Russian tankers find haven in Gabon amid rising American sanctions

Russian "shadow fleet"
Russian "shadow fleet"
Images source: © TG

4:36 AM EDT, June 12, 2024

Gabon has become a haven for Russian tankers hiding from the "shadow fleet" due to American sanctions. According to "The Wall Street Journal," the number of ships registered in this equatorial country on the west coast of Africa has increased sixfold since the beginning of the war in Ukraine.

The newspaper's website reports that many Russian tankers previously sailed under Liberia's flag, which is popular in the shipping industry. However, as "The Wall Street Journal" notes, American sanctions have also targeted Liberia, especially since the company maintaining the shipping registry there is registered in the USA.

Russian "shadow fleet" in the shadows

Since October 2023, Washington has implemented measures against nearly 40 ships that violate Western countries' price cap on Russian oil, set at $60 per barrel. As part of this campaign, sanctions were imposed on 21 Sovcomflot tankers and, in February 2024, the company itself.

Sovcomflot is the largest Russian shipping company and a global leader in marine hydrocarbon transport, as well as providing support for subsea exploration and oil and gas extraction.

Among the ships re-registered in Gabon are 50 Sovcomflot tankers that previously sailed under Liberia's flag as writes "WSJ," citing sources familiar with the situation. In total, Gabon now has over 100 ships on its registry.

According to Lloyd's List Intelligence, more than 70 ships have unknown owners and are part of a secret tanker fleet used to transship oil affected by sanctions. The Comoros and Cameroon have also been actively used for the same purpose.

Difficult but "profitable" conditions

Overall, shipowners and maritime brokers estimate that about 15 percent of all tankers now sail under a new or false flag (when the ship is not registered in the claimed country).

Working conditions on the tankers that joined the "shadow fleet" are tricky but "profitable." Nigerian mechanic Umar Bello told "WSJ" that he made two voyages on a 24-year-old tanker sailing under the Gabonese flag, transporting oil from Novorossiysk to India.

Sailors bought their medicines, ate canned food, had no internet connection at sea, and did not receive sick pay. According to Bello, crew members were paid one-third of their compensation upfront and the rest at the end of the voyage, all in cash and twice as much as on other ships.

According to Greek maritime officials, ships sailing under the Gabonese flag actively transship Russian oil off the southern coast of Greece.
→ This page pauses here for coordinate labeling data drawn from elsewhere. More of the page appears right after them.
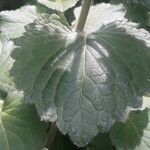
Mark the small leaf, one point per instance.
(6, 47)
(100, 142)
(135, 11)
(134, 134)
(12, 22)
(103, 14)
(60, 5)
(20, 126)
(84, 82)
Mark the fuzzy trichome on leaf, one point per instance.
(85, 82)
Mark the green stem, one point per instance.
(83, 15)
(51, 135)
(1, 104)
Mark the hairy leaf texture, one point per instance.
(86, 82)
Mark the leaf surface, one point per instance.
(134, 134)
(84, 82)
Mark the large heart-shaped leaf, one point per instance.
(134, 134)
(85, 82)
(60, 5)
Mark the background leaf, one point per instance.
(134, 134)
(20, 126)
(12, 22)
(58, 5)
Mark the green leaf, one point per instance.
(134, 134)
(103, 14)
(12, 22)
(135, 11)
(20, 127)
(62, 142)
(6, 83)
(85, 82)
(100, 142)
(60, 5)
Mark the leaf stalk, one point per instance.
(83, 15)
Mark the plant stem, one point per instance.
(83, 15)
(51, 135)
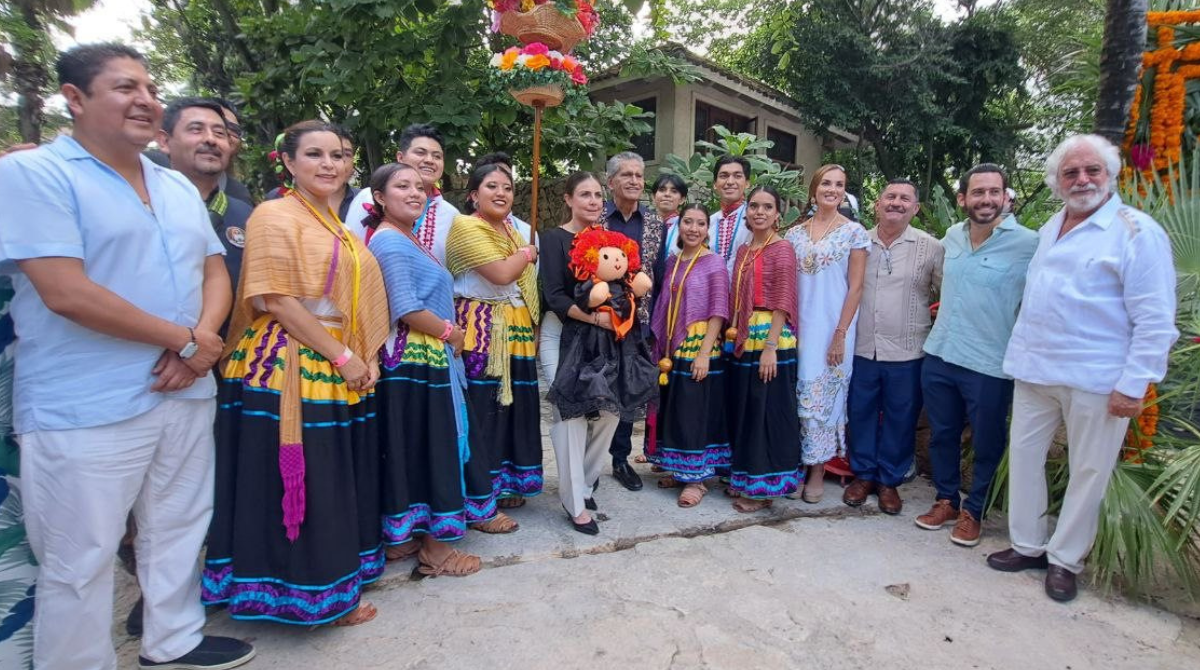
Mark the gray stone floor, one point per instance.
(798, 585)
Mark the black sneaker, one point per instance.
(213, 653)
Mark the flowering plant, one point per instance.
(535, 65)
(582, 10)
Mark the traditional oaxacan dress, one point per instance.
(765, 431)
(295, 521)
(499, 356)
(823, 281)
(693, 442)
(423, 411)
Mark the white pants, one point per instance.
(78, 488)
(581, 446)
(1093, 443)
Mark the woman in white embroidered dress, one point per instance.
(831, 253)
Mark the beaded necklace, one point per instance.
(731, 333)
(343, 237)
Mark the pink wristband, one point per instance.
(343, 359)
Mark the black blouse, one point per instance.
(555, 274)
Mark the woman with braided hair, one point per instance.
(295, 520)
(497, 305)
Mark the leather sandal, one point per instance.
(361, 614)
(691, 495)
(456, 563)
(510, 502)
(498, 525)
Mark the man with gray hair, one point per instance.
(1097, 322)
(625, 174)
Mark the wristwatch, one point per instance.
(190, 348)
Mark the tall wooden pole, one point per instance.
(537, 168)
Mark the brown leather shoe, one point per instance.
(966, 531)
(857, 492)
(1061, 584)
(1009, 561)
(939, 515)
(889, 500)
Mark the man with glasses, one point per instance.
(904, 275)
(963, 378)
(228, 183)
(627, 215)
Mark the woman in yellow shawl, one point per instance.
(295, 522)
(496, 303)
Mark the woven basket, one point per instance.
(544, 24)
(549, 95)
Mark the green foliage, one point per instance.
(699, 173)
(378, 65)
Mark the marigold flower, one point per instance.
(509, 59)
(537, 61)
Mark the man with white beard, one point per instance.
(1097, 322)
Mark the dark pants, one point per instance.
(622, 444)
(955, 395)
(885, 404)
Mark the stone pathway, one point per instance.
(799, 585)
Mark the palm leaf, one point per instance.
(1133, 545)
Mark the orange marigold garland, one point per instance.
(1141, 431)
(1155, 143)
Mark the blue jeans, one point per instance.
(955, 395)
(885, 404)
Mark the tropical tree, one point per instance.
(1125, 40)
(28, 54)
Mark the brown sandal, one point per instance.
(361, 614)
(456, 563)
(748, 506)
(498, 525)
(401, 551)
(510, 502)
(691, 495)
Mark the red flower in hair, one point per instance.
(586, 251)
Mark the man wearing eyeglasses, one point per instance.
(228, 183)
(904, 276)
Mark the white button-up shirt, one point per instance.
(1098, 312)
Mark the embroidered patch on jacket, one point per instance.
(237, 237)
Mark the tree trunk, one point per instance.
(1125, 40)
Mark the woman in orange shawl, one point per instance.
(295, 524)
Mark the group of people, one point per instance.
(377, 357)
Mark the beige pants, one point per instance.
(581, 446)
(78, 486)
(1093, 443)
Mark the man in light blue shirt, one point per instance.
(963, 378)
(120, 289)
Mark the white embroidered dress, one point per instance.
(823, 271)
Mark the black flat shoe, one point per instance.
(589, 528)
(627, 476)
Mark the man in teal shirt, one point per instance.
(963, 378)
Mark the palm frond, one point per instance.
(1133, 545)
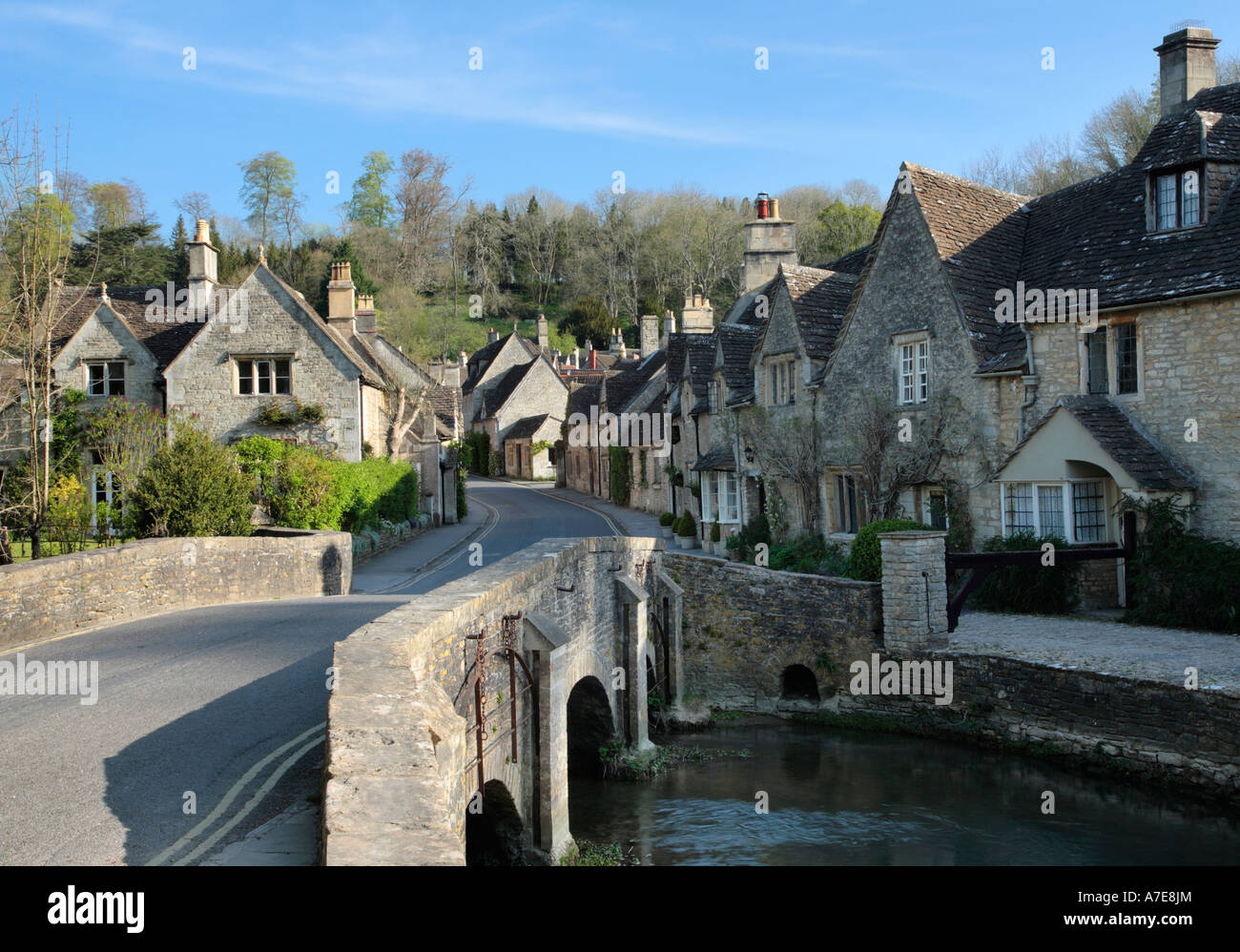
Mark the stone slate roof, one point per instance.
(527, 426)
(699, 364)
(851, 263)
(736, 344)
(819, 300)
(1121, 440)
(980, 233)
(625, 384)
(485, 356)
(164, 340)
(718, 458)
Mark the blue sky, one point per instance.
(569, 93)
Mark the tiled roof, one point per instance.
(736, 343)
(717, 459)
(1121, 440)
(851, 263)
(627, 383)
(819, 300)
(527, 426)
(980, 235)
(165, 340)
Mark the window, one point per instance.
(1177, 199)
(1126, 357)
(781, 382)
(1095, 352)
(935, 509)
(1042, 509)
(1111, 360)
(264, 376)
(846, 504)
(106, 380)
(914, 364)
(726, 495)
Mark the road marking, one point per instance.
(445, 559)
(231, 796)
(615, 529)
(253, 801)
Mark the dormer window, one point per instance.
(1177, 199)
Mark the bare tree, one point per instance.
(35, 244)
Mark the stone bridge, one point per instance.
(454, 718)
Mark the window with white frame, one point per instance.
(727, 496)
(263, 376)
(781, 389)
(106, 378)
(1074, 511)
(913, 363)
(1177, 197)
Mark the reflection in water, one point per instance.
(852, 798)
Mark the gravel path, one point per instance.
(1104, 646)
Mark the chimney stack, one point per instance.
(648, 327)
(769, 243)
(203, 259)
(340, 298)
(1186, 66)
(697, 317)
(366, 320)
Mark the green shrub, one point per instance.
(193, 487)
(620, 475)
(1029, 589)
(804, 554)
(866, 562)
(1178, 576)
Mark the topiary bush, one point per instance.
(1178, 576)
(1029, 589)
(193, 487)
(866, 563)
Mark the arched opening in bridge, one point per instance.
(589, 727)
(655, 699)
(798, 683)
(494, 836)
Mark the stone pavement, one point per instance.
(630, 522)
(288, 839)
(396, 566)
(1106, 647)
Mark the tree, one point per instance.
(371, 203)
(36, 228)
(193, 487)
(424, 203)
(197, 206)
(268, 180)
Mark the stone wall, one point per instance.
(744, 626)
(1151, 729)
(401, 761)
(150, 576)
(1186, 352)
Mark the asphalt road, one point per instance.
(221, 709)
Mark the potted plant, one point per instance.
(686, 530)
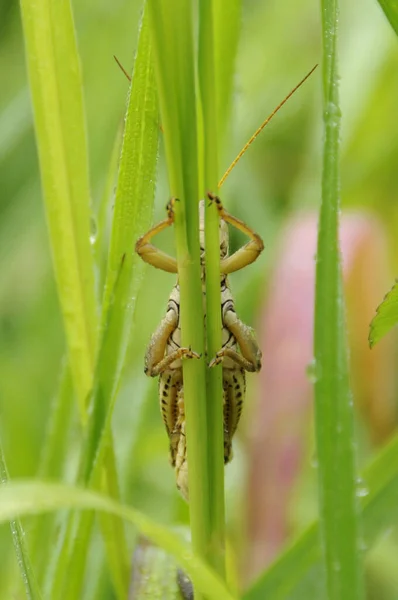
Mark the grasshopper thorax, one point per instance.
(224, 237)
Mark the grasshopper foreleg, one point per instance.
(149, 252)
(249, 252)
(250, 357)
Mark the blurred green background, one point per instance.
(278, 178)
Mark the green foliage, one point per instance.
(18, 499)
(390, 9)
(209, 108)
(386, 317)
(339, 523)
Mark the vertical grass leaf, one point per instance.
(25, 498)
(132, 216)
(214, 392)
(18, 537)
(56, 89)
(339, 523)
(386, 317)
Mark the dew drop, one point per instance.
(312, 371)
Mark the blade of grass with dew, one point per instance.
(52, 467)
(386, 317)
(132, 216)
(56, 88)
(101, 241)
(338, 502)
(299, 572)
(60, 128)
(18, 537)
(26, 498)
(214, 391)
(390, 9)
(172, 35)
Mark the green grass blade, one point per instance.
(298, 572)
(18, 499)
(52, 467)
(386, 317)
(333, 402)
(175, 70)
(18, 537)
(56, 89)
(214, 394)
(132, 216)
(390, 9)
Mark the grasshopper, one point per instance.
(239, 351)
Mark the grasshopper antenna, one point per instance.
(263, 124)
(121, 67)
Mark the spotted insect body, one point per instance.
(239, 351)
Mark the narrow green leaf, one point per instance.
(338, 506)
(18, 537)
(390, 8)
(386, 317)
(52, 467)
(298, 572)
(132, 216)
(24, 498)
(214, 391)
(56, 88)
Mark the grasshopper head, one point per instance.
(223, 234)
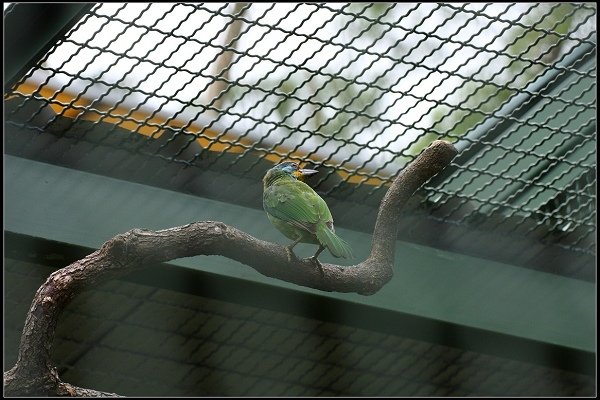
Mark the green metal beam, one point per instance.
(83, 209)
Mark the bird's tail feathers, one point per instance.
(336, 245)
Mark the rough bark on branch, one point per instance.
(34, 374)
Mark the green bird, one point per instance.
(298, 212)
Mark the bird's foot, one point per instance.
(291, 255)
(315, 261)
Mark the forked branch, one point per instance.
(34, 373)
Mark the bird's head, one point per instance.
(287, 168)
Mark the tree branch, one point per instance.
(34, 374)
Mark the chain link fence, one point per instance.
(357, 89)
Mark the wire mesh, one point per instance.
(358, 89)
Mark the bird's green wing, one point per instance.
(297, 203)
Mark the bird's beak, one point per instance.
(306, 172)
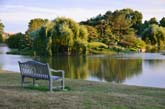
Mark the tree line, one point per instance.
(118, 30)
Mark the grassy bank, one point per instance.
(80, 95)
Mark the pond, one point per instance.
(142, 69)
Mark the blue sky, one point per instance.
(15, 14)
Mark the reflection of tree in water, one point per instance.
(114, 69)
(103, 68)
(75, 67)
(154, 63)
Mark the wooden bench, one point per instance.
(37, 70)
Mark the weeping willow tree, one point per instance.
(61, 36)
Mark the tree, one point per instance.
(153, 21)
(162, 22)
(62, 35)
(19, 41)
(154, 35)
(1, 31)
(35, 24)
(92, 33)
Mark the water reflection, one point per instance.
(99, 68)
(144, 69)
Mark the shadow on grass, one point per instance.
(44, 88)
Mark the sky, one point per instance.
(16, 14)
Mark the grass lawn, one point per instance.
(79, 94)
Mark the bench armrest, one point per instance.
(62, 71)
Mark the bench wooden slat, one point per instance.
(38, 70)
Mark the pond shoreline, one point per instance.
(81, 94)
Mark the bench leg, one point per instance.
(50, 85)
(62, 84)
(22, 81)
(33, 81)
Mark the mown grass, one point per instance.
(79, 94)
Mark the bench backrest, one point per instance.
(34, 68)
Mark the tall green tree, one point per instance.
(154, 35)
(1, 31)
(162, 22)
(61, 35)
(35, 24)
(153, 20)
(19, 41)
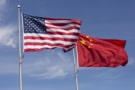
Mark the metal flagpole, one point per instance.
(75, 70)
(19, 43)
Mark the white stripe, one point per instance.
(64, 26)
(58, 21)
(38, 47)
(51, 36)
(49, 41)
(62, 30)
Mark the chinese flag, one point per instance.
(96, 52)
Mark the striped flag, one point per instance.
(48, 33)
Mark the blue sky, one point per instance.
(53, 69)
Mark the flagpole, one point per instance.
(19, 43)
(75, 70)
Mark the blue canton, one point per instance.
(34, 24)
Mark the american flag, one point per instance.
(48, 33)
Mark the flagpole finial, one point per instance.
(19, 6)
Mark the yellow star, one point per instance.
(83, 42)
(89, 46)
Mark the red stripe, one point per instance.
(35, 49)
(69, 28)
(39, 49)
(61, 33)
(45, 38)
(45, 43)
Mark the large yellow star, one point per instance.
(83, 42)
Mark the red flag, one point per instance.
(96, 52)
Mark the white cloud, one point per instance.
(7, 35)
(2, 8)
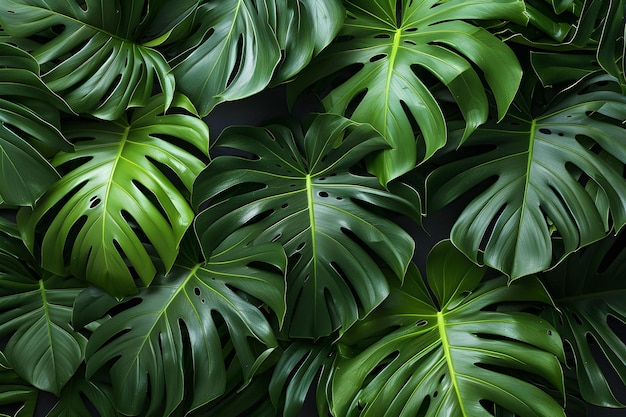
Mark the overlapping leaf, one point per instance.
(121, 194)
(35, 312)
(298, 190)
(29, 128)
(537, 170)
(589, 289)
(452, 355)
(15, 392)
(92, 52)
(232, 48)
(392, 54)
(175, 322)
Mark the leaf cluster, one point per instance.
(151, 268)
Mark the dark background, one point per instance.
(272, 104)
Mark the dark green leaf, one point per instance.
(589, 290)
(126, 185)
(303, 28)
(175, 321)
(452, 355)
(298, 190)
(95, 61)
(29, 128)
(392, 54)
(230, 53)
(533, 170)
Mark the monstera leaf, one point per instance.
(454, 353)
(29, 128)
(120, 194)
(79, 396)
(15, 392)
(535, 170)
(395, 47)
(303, 28)
(299, 365)
(35, 311)
(92, 51)
(298, 190)
(175, 322)
(588, 289)
(232, 48)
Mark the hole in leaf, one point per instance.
(237, 64)
(354, 103)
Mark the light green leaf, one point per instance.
(92, 50)
(389, 57)
(453, 355)
(589, 289)
(42, 347)
(231, 53)
(29, 128)
(126, 188)
(298, 189)
(176, 322)
(533, 167)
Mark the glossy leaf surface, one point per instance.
(231, 53)
(453, 354)
(175, 322)
(297, 189)
(127, 180)
(29, 128)
(35, 311)
(589, 289)
(392, 52)
(536, 170)
(96, 61)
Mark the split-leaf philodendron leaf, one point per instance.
(123, 178)
(453, 354)
(96, 61)
(588, 289)
(297, 189)
(232, 48)
(29, 129)
(42, 346)
(536, 170)
(392, 46)
(175, 322)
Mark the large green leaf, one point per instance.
(231, 49)
(29, 128)
(395, 46)
(15, 392)
(231, 53)
(589, 289)
(122, 193)
(297, 189)
(35, 311)
(303, 28)
(92, 49)
(299, 365)
(175, 322)
(535, 170)
(80, 396)
(453, 354)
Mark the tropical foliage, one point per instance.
(149, 267)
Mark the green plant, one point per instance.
(148, 271)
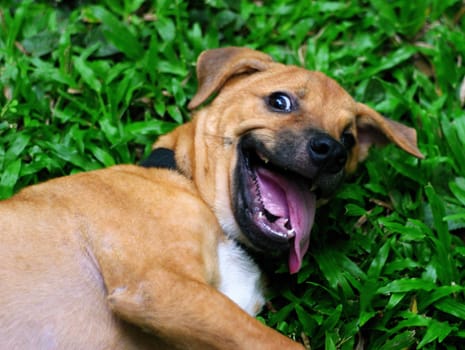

This is usually done to load a more giant tanker for a long voyage or to hide the origin of the oil and petroleum products.

Lack of insurance, breakdowns, accidents

Harry Teochari, a senior consultant at the law firm Norton Rose Fulbright, said many of the shadow fleet vessels do not have adequate insurance and, due to their age, are prone to severe breakdowns that could lead to an environmental disaster.

According to WSJ, since 2022, at least 17 sailors have died in three incidents involving ships sailing under the Comoros flag, including a container ship from Russia that broke in two.